Model Comparison and Averaging

What predicts species richness best?

Temperature or Human Impact?

We saw that including both in one model had problem of collinearity

But does one predict richness better than another?

We cannot use LRT because these are not nested models, in fact they have the same d.f.

\[ \begin{aligned} \log(\mu_\text{spp richness}) &= b_0 + b_1 \log(\text{area}) + b_2 \text{temperature} \\ \log(\mu_\text{spp richness}) &= b_0 + b_1 \log(\text{area}) + b_2 (\text{human impact}) \end{aligned} \]

This is a job for AIC

Akaike Information Criterion

\[ AIC = -2 \mathcal{l}(\hat{\theta}_{MLE}) + 2k \]

\(\mathcal{l}(\hat{\theta}_{MLE})\) is max of the log likelihood
\(k\) is number of parameters

We can compare non-nested models with AIC

This is a job for AIC

\[ AIC = -2 \mathcal{l}(\hat{\theta}_{MLE}) + 2k \]

mod_temp <- glm.nb(nspp ~ log(Plot_Area) + avg_temp_annual_c, 
                   data = dat_plt)
AIC(mod_temp)

[1] 2321.152

mod_hii <- glm.nb(nspp ~ log(Plot_Area) + hii, 
                  data = dat_plt)
AIC(mod_hii)

[1] 2314.374

The human impact model is better supported (lower AIC)

This is a job for AIC

\[ AIC = -2 \mathcal{l}(\hat{\theta}_{MLE}) + 2k \]

Purpose of \(2k\) term is more clear for models with unequal d.f.

mod_temp_precip <- glm.nb(
    nspp ~ log(Plot_Area) + avg_temp_annual_c + rain_annual_mm, 
    data = dat_plt
)
AIC(mod_temp_precip)

[1] 2297.937

AIC(mod_hii)

[1] 2314.374

Now the temp + rain model is better supported

AIC penalizes more parameters

But…

logLik(mod_temp_precip)

'log Lik.' -1143.968 (df=5)

logLik(mod_temp)

'log Lik.' -1156.576 (df=4)

adding parameters will always increase log likelihood

Is the increase real? Or just “over fitting”

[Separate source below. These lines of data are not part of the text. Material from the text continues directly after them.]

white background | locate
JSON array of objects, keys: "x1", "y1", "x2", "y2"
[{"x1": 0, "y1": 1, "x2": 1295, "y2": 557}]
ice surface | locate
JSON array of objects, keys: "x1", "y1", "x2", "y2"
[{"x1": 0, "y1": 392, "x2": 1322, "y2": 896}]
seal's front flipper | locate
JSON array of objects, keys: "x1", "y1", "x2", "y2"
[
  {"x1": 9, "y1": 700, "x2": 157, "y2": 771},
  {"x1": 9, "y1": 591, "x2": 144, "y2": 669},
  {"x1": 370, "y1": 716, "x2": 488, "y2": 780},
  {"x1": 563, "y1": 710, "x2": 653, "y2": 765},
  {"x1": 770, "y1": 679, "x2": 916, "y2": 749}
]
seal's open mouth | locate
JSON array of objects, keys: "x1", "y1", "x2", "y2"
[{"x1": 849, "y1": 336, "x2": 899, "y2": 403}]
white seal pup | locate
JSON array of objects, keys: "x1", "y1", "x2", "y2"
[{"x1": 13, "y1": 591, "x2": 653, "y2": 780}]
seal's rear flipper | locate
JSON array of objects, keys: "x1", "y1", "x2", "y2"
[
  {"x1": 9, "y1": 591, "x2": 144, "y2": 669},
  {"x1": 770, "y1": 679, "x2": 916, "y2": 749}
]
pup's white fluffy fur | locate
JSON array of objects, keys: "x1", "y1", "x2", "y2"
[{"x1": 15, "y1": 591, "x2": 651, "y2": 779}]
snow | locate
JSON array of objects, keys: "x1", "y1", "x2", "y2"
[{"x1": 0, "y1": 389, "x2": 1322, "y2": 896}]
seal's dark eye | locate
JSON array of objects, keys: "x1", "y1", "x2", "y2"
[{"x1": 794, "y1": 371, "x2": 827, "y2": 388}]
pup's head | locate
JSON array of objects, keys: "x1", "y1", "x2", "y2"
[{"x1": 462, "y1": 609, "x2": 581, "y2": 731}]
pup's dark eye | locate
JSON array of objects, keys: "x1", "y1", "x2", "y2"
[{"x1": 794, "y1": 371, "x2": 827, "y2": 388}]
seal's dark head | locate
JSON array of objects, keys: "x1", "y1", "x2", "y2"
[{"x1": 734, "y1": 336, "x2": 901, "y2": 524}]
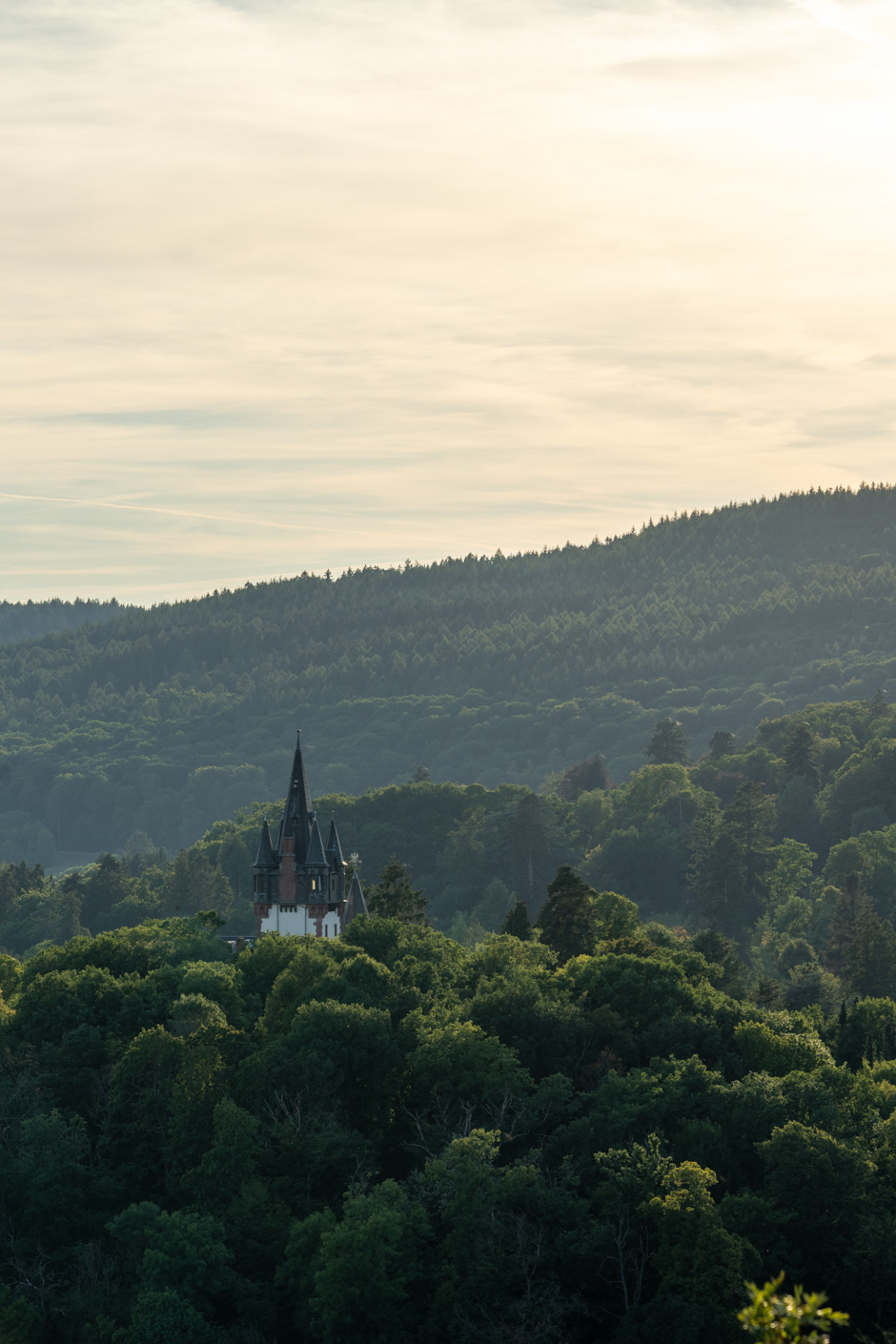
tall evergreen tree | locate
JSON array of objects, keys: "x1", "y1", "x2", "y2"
[
  {"x1": 538, "y1": 863, "x2": 598, "y2": 965},
  {"x1": 784, "y1": 719, "x2": 821, "y2": 793},
  {"x1": 501, "y1": 896, "x2": 532, "y2": 942},
  {"x1": 365, "y1": 855, "x2": 429, "y2": 925},
  {"x1": 643, "y1": 719, "x2": 690, "y2": 764}
]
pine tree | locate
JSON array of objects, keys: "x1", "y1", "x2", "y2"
[
  {"x1": 784, "y1": 719, "x2": 821, "y2": 793},
  {"x1": 367, "y1": 855, "x2": 429, "y2": 925},
  {"x1": 538, "y1": 863, "x2": 598, "y2": 965}
]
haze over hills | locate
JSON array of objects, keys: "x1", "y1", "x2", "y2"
[{"x1": 0, "y1": 486, "x2": 896, "y2": 860}]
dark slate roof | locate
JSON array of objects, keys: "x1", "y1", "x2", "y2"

“over fitting” is a term for what we know already: more parameters could let a model wiggle to fit noise

AIC penalizes more parameters

How? and why?

Imagine you have one data set

and fit a model to it by maximizing likelihood.

Imagine you have one data set then collect a new one

and calculate the log likelihood of the new data given the same model fit to the first data

AIC penalizes more parameters

How? and why?

Imagine you have one data set

and fit a model to it by maximizing likelihood.

AIC penalizes more parameters

How? and why?

Imagine you have one data set then collect a new one

We could calculate the log likelihood for the new data but with parameter estimates from original model

The difference between the mean log likelihood of the original data and the mean log likelihood of the new data will be about \(k\)

\[ \frac{1}{n} \mathcal{l}(\hat{\theta} \mid \text{data}_\text{orig}) - \frac{1}{n} \mathcal{l}(\hat{\theta} \mid \text{data}_\text{new}) \approx k \]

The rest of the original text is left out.